Wiec nie miarkuj swoje sady o starszych bo wy Mlodzi zbyt wiele nie pokazaliscie jak dotad. My, w tym nizej podpisany, w Waszym wieku kamieniami w ZOMO rzucalismy i podpieralismy Solidarnosc, dzieki czemu mozecie dzisiaj gadac i robic co Wam sie podoba. Dzisiaj nie musicie bac sie niczego i macie wolne pole do popisu. Wiec Forza Giovanotti! My staryz patrzymy na Was z zainteresowaniem ale jak dotad nie jakos nie widac wsrod Was – Mlodych Gniewnych – Bill-ow Gates-ow, Steve-ow Jobs, versaccich czy Pop Idols ktorych znalby Swiat. Nawet Oscara dostal facet zdrowo po piecdziestace. Wynalazczosc jest domena ludzi mlodych a Polska jest na szarym koncu Europy. jedno w czym jestesmy dobrzy to powielanie tego czego nas nauczyli Niemcy czy Amerykanie.
Rozwalcie ten debilny gnusny uklad PO-PiS i my starzy Was poprzemy bo tez widzimy co sie dzieje. Ale miejcie na uwadze ze w miejsce POPIS cos trzeba zapropnowac bo rozwalic kazdy glupi umie i nie wystarczy zapalic skreta po demolce. trzeba jeszcze ruszych glowa!
Wiec Mlode Orly do roboty. Udowodnijcie ze procz klapania dziobem i wrzasku cos umiecie zrobic tak zeby innym szczeki opadly i zeby caly swiat posikal sie z zazdrosci. A jak cos fajnego wymyslicie to my Starzy siegniemy do kieszeni po kase na te Wasze wynalazki – te polityczne takze. Tyle ze ich czegus nie widac. Ino wrzask i narzekania.
PAK4
Zgadzam sie ze trzeba i powinno sie przewietrzyc uklad polityczny. Malo tego uwazam, ze to powinno byc dzialanie ciagle!

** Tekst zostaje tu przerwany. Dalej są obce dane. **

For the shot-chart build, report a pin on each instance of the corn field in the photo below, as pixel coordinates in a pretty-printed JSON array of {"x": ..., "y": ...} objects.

Co do rozumienia mlodych to staram sie jak moge. Sam mam trojke mlodziezy w domu. Ale jalos oni nie maja podejscia „rzad jest do dupy” i kazde spaliloby sie ze wstyd zadajac pytanie „jak zyc za 2000”. To ponizajace dla pytajacego. Moje dziaci i ich kumple, z ktorymi i ja i zona mamy niezly kontakt, nauczono, ze rzad trzeba trzymac jak najdalej od siebie i swoich spraw a jak ten rzad sie nie sprawdza to trzeba go zmienic. Po drugie, ci mlodzi ludzie wiedza ze wszystko w ich rekach. Wszystko! Komorowski odpowiedzial na pytanie dokladnei tak jak ja bym na nie odpowiedzial. Duren ten, kto czeka na to zeby rzad powiedzial mu jak zyc i dal jeszcze srodki do zycia.
@paweł markiewicz:
To była manipulacja, oczywiście. Ale trafia w coś.
„Trzymać rząd daleko od siebie” i „rząd się nie sprawdza to trzeba go zmienić” — to doskonałe wyjaśnienie zachowania wyborców Kukiza. Pragnienie zmiany, ale brak programu.